My new “bedroom” included a dozen or so 1930’s suits which my father hadn’t the heart to part with. They hung here and there from the rafters, like the ghosts of Chicago gangsters. There was an infinity of other articles of used clothing stuffed in whatever space was available – all moldering in the dankness of this subterranean closet I called my “sleeping quarters.” Boxes and barrels of unknown items were precariously stacked up to the ceiling. Because my dad was a self-employed salesman, he stored sundry merchandise here – all waiting to be sold, some of it having waited for years in this cave of miscellany: toy bears now graying from the ageless dust of this prison house, inflatable Santas waiting for the next Christmas, fake jewelry sporting inflated price tags. There was one tiny, stuck window at ground level that I could never open. Plunged into its various cracks were old socks to keep out the winter, although there was just enough visibility for me to see Leo, Bo Bo, Brownie, and Zsa Zsa relieving themselves on those rare occasions when they left their TV soap operas.

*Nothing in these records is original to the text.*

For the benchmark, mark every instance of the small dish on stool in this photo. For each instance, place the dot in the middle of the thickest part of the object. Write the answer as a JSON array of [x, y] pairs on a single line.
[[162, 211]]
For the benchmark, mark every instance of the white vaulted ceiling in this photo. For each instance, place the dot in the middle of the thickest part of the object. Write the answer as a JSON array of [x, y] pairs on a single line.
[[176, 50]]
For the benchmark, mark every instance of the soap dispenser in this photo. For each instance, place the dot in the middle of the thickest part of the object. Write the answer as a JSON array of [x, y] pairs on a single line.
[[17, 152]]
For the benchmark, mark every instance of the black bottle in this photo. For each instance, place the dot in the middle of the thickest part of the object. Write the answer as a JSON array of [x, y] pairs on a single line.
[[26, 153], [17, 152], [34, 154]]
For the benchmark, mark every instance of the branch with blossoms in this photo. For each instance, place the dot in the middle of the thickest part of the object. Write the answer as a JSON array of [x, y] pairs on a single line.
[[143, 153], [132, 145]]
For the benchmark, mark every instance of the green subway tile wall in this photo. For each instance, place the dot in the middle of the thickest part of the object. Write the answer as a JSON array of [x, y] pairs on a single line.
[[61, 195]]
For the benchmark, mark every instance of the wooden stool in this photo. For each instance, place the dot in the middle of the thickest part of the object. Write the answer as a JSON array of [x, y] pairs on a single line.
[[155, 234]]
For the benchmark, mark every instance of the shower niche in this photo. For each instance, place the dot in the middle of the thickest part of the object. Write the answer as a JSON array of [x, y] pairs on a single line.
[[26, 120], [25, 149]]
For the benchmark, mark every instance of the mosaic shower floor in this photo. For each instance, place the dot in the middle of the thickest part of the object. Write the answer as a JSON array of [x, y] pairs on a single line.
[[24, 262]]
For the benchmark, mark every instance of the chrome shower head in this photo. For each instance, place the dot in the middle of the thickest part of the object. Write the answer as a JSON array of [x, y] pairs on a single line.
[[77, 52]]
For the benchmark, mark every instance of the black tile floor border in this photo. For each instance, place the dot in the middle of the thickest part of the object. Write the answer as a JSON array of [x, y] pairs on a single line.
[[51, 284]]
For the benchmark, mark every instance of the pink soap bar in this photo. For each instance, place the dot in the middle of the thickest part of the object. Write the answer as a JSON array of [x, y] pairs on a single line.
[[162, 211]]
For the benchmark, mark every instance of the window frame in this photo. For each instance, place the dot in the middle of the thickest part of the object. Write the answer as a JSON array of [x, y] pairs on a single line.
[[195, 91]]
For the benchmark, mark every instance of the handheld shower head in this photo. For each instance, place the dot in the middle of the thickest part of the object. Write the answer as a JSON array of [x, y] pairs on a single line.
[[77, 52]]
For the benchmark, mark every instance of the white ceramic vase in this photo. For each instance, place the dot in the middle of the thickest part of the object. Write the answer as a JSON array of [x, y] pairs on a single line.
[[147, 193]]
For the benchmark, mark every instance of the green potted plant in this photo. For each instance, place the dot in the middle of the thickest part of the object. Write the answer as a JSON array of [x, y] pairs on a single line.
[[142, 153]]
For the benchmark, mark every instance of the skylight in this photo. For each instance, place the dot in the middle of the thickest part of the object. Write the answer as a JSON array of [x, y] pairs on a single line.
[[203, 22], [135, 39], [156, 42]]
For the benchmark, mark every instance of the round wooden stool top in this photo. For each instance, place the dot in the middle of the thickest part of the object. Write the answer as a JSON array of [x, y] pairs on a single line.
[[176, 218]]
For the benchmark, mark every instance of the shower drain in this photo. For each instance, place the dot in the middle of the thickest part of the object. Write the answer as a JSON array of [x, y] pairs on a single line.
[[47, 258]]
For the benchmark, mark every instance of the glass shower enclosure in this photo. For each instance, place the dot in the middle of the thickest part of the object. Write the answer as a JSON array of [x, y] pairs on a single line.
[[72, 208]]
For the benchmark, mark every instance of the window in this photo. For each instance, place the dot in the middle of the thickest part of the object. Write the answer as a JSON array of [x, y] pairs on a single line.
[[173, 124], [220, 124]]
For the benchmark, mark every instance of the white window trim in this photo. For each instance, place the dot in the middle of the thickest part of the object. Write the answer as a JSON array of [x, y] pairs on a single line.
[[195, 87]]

My bed was an old mattress on top of one half of an even older Ping-Pong table. I had to climb onto a metal trunk in order to get into bed. Once there, I had to be careful not to hit the pipe directly over me. A deep sleeper (once I’m asleep), neither pipe nor rockets’ red glare can disturb me, so I thought nothing of having a pipe connecting to Granny’s personal toilet just a few inches away from my head.
Until one memorable night. It was 3:00 a.m. when people, dogs, birds, roaches and even thieves are asleep – but not Granny. That’s because Granny just had to “go” – if you know what I mean. Maybe Granny had “gone” before at this bewitching hour, but I never had heard her. But this time: whoosh! went the toilet, causing me to bolt upright a la jack-in-the-box whose time had come to spring. Hitting my head on Granny’s metal underbelly (so to speak), I simultaneously collapsed the Ping-Pong table, causing me to cascade into a multitude of inflatable Santas.
My yelp woke the dogs who began to yap, thereby doing their duty in warning the neighborhood of an approaching apocalypse. Human noises followed: grunts and “oh-my-Gods” and here and there a “shut up you mutts” coming from a somewhat- relieved Granny. Even the robin screeched her anger at being awakened at a most deadly hour. Still, no word was uttered from Mr. Myna. It was at this point that I realized the only thing I could do was laugh. And I did so uproariously – sitting there in the pitch-blackness, amidst the plastic St. Nicks, with the ghost of Al Capone joining in the merriment.
I laughed at how wonderful it was to have any roof over my head where people I did not always understand, but loved nevertheless, shared the same roof. Where we could experience a moment together, a ludicrous piece of eternity in a world which often forgets to be appreciative.
I realized in the darkness what it meant to be part of a family. To sometimes be uncomfortable: to hear flushing toilets and barking dogs; to bicker and bellow. To sometimes be quite invigorated: to laugh your way to the stars and share deep moments; to have people around who are trustworthy and respectful of you.
Now they all have gone the way of princes and paupers – even the Myna has flown to a distant shore, but that family still lives with me, deep inside and they come alive again whenever I remember them.
Family – whatever it means to you – may you and your family serve each other well. Life is too fleeting not to accept family wherever you can find them, even in the middle of the night.